Wouldn’t it make more sense to celebrate in July, when tomatoes truly become one in spirit with plump, red humans who also roast and wrinkle in blazing sunshine?

Just sayin’.

October is also Class Reunion Month. However, we do not have to begin emergency diets, because has anybody ever held a class reunion in October?

In a related issue, October offers a chance to enjoy Be Bald and Free Day.

But wait just one politically correct moment. Does this imply people who are not bald can’t be free on October 14? Sorry, but I doubt mass servitude of hairy people will fly as a holiday. Not even with Hallmark.

Neither do I celebrate Reptile Awareness Day (October 21). Are we supposed to kiss a crocodile? Snuggle with snakes? Once a family in my town discovered their new home’s previous owner had bequeathed them his pet python, who popped out of heating ducts to say hello.

I lived a half mile away. That’s as close to reptile awareness as I want to get.

If anyone wants to take up a better cause, I suggest he lobby to remove the bad-mood stigma from my favorite month.

True, our stressed society could benefit from the International Moment of Frustration Scream Day on October 12, releasing pent-up feelings toward TV political coverage, souped-up leaf blowers and motorists who honk at stoplights.
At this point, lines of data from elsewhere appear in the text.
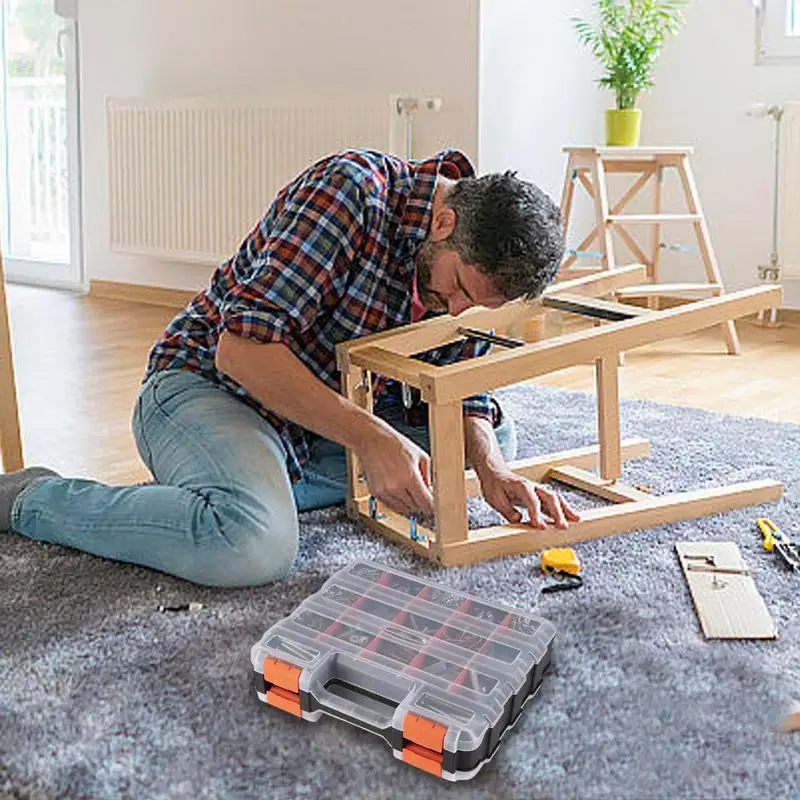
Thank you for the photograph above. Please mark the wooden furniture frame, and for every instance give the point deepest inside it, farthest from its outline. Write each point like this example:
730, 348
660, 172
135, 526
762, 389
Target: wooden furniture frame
590, 167
10, 437
443, 388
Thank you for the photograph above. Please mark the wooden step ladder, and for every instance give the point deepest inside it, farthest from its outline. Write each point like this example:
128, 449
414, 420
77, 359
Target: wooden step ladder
589, 166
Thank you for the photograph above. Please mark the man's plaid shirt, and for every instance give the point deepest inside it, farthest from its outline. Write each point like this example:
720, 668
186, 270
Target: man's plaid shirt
332, 260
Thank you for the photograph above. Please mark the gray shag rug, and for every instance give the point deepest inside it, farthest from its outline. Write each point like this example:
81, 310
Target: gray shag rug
102, 696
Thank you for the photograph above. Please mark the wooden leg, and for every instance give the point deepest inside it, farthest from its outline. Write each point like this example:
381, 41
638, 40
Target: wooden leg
601, 209
449, 479
10, 436
354, 388
607, 374
713, 274
658, 202
568, 195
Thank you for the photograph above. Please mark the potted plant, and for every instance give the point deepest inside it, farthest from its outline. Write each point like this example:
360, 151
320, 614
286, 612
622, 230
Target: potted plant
627, 40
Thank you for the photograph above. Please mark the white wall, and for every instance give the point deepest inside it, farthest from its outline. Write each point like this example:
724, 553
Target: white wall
538, 91
241, 47
707, 80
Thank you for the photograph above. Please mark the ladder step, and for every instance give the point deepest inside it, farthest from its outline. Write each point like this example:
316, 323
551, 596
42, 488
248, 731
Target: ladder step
645, 219
655, 289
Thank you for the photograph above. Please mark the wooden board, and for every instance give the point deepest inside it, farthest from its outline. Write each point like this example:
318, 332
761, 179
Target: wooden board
728, 605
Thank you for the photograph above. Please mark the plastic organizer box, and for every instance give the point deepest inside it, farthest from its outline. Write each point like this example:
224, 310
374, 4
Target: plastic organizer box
440, 675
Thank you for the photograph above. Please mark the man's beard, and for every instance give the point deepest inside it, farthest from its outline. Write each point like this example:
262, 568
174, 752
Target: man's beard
424, 265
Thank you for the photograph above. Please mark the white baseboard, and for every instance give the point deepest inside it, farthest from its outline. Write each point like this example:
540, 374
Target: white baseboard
137, 293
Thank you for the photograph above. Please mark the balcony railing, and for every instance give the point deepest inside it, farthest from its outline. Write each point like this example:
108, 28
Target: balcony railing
38, 168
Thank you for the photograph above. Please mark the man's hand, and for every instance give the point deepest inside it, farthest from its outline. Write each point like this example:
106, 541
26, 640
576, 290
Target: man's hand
397, 471
506, 492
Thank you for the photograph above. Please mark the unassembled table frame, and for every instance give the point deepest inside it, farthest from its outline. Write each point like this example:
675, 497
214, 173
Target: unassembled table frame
619, 327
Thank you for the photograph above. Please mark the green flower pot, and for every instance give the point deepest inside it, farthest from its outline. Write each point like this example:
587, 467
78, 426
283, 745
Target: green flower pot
623, 127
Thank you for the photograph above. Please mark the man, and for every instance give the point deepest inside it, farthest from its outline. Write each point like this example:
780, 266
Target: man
239, 417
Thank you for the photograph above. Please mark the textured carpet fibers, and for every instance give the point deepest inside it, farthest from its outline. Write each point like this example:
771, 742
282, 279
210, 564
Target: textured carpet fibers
102, 696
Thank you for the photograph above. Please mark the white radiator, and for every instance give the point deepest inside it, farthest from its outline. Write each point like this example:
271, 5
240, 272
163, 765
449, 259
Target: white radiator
190, 177
789, 191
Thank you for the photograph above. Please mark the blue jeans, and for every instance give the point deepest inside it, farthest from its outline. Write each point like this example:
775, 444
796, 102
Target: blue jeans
222, 512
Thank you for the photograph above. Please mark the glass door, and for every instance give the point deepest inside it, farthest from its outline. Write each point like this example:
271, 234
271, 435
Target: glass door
39, 152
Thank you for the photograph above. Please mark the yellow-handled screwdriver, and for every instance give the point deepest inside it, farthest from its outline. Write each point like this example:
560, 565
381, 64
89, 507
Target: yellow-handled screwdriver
775, 540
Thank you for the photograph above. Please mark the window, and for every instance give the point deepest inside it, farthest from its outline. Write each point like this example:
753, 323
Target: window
777, 31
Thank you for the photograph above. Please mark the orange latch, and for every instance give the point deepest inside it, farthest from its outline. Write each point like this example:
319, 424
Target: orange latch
284, 700
424, 759
424, 732
284, 691
283, 674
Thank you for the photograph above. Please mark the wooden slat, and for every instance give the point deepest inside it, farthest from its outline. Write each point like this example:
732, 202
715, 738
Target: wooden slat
506, 540
457, 381
628, 152
728, 605
649, 219
605, 489
633, 245
421, 336
607, 376
599, 283
668, 288
10, 436
594, 307
391, 365
538, 468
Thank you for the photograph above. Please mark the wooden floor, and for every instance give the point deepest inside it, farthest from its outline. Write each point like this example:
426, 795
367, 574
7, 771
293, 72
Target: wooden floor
79, 363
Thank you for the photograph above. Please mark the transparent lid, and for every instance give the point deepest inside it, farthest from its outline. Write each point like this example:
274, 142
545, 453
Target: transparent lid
409, 645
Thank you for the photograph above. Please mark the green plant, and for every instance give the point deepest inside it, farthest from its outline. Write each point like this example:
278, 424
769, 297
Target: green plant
627, 41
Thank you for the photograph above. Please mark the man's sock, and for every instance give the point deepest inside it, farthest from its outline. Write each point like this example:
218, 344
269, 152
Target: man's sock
12, 484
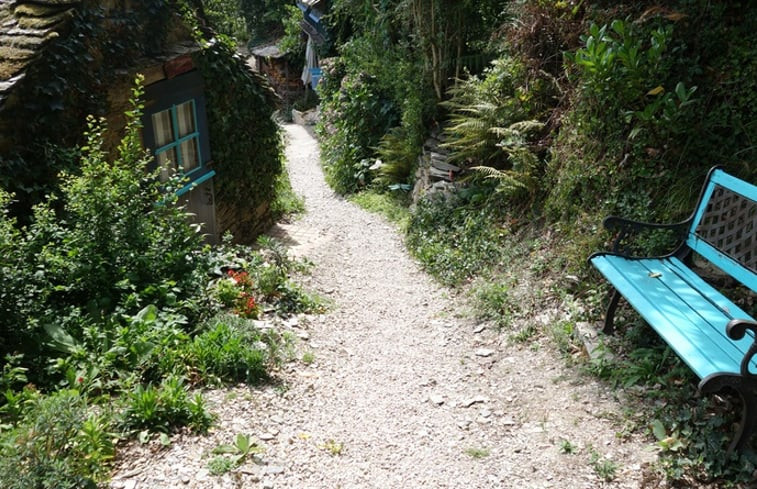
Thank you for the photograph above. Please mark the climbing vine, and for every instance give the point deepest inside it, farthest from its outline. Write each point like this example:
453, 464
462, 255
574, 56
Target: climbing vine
247, 146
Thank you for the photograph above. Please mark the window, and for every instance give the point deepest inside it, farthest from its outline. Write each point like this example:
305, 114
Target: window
176, 129
177, 139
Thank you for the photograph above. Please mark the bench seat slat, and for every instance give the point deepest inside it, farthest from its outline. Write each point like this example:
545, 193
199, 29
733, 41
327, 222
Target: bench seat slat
676, 305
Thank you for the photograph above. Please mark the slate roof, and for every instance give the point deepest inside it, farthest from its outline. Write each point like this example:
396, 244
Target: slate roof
25, 27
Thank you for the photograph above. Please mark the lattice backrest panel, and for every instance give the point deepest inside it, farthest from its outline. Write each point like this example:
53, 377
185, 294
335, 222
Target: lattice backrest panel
730, 224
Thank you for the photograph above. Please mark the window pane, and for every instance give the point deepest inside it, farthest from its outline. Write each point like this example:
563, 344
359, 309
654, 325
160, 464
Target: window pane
162, 128
189, 155
167, 163
185, 118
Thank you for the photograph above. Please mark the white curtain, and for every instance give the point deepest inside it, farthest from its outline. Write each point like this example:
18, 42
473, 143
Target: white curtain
311, 61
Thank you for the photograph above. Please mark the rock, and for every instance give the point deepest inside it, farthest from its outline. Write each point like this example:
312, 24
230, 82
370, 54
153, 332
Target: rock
436, 399
473, 400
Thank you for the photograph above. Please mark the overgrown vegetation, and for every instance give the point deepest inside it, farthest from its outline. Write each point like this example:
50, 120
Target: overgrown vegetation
588, 109
113, 312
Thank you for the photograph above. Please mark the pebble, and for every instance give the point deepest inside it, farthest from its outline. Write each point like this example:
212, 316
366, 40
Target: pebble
274, 470
436, 399
473, 400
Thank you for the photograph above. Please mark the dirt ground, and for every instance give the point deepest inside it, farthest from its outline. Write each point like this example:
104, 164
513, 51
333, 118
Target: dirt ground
400, 388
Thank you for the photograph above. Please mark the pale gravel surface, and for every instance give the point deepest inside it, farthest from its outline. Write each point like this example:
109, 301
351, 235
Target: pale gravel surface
403, 385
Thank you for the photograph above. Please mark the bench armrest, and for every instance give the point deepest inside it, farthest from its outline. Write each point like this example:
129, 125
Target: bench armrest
736, 329
628, 228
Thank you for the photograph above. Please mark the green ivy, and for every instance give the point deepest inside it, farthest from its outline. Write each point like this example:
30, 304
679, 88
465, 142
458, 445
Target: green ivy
245, 140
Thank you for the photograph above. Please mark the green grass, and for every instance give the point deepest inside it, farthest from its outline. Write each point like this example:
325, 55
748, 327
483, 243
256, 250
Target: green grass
391, 206
477, 453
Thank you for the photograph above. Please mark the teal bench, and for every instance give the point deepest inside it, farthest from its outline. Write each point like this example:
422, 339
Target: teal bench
710, 333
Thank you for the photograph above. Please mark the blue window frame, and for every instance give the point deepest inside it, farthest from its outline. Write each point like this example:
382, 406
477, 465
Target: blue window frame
175, 129
177, 139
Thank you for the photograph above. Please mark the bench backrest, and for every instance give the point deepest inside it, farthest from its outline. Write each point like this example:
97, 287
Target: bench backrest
724, 226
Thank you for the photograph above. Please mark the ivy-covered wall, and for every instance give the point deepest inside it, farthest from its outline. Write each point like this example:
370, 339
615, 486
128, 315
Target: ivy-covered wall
88, 67
97, 45
245, 141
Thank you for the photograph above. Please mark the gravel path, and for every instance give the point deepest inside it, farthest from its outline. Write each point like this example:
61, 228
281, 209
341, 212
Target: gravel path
403, 392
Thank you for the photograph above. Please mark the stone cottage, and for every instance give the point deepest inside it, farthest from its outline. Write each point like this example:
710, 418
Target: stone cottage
63, 59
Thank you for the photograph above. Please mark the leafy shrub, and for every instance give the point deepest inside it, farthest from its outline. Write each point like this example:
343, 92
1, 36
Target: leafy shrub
399, 154
57, 444
117, 244
482, 107
164, 408
452, 240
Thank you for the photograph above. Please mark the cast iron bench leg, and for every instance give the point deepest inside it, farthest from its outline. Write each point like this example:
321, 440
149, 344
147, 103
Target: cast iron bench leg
610, 314
746, 389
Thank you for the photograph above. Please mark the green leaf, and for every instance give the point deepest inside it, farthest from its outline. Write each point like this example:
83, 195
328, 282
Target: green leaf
148, 315
658, 430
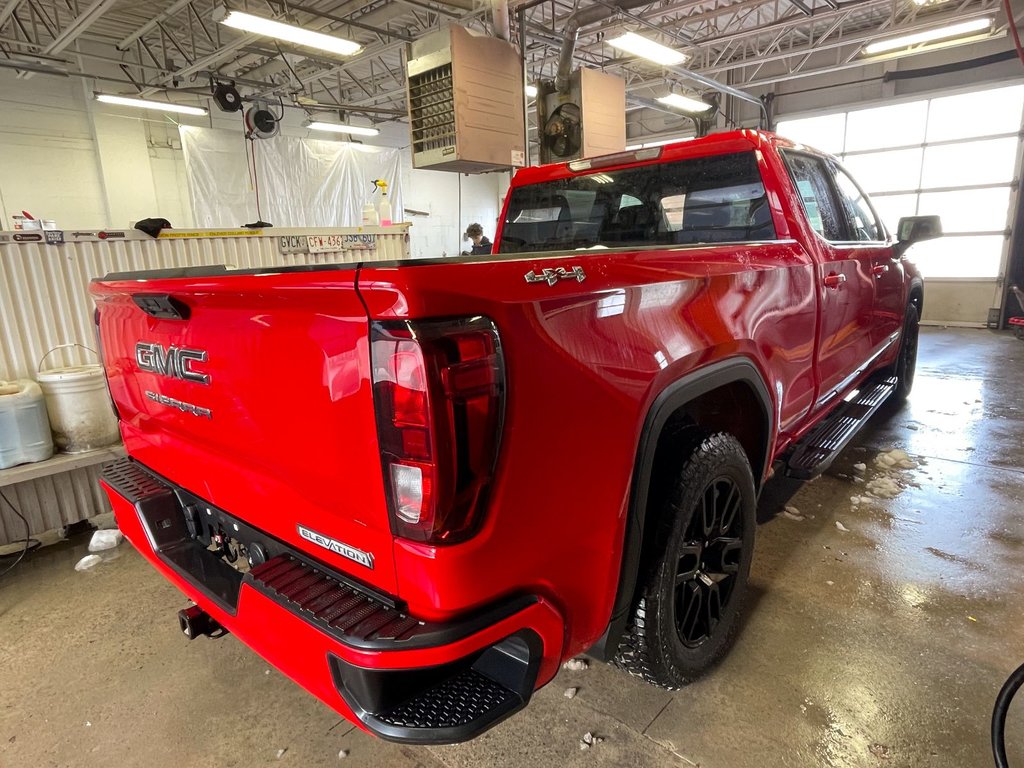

Following up with National Kick Butt Day on the 13th might, paradoxically, prove a bottomless delight.

But October has gone overboard with National Grouch Day (the 15th) and Cranky Coworkers Day (the 27th). It has even been chosen as National Sarcastic Awareness Month. Gre-e-eat. We’re supposed to cheer every 16-year-old who rolls her eyes? Maybe even crown Miss Supreme Sarcasm?

We also are expected to choose a Menopause Queen to celebrate World Menopause Day on October 18. Riding a parade float, she and her royal court will throw plates at cowering crowds while a band plays “We’re Having a Heat Wave” and hot-flash drill teams fan each other with flags.

October used to be a nice, simple month.

I’d hoped November would improve the holiday outlook. But, no. November begins with Plan Your Epitaph Day (November 2). I see that on the 19th, we are to celebrate Have a Bad Day Day.

How about we skip ’em all?

Instead, let’s celebrate Thanksgiving every day!

Your Extraordinary Ordinary: What’s your favorite way to celebrate October?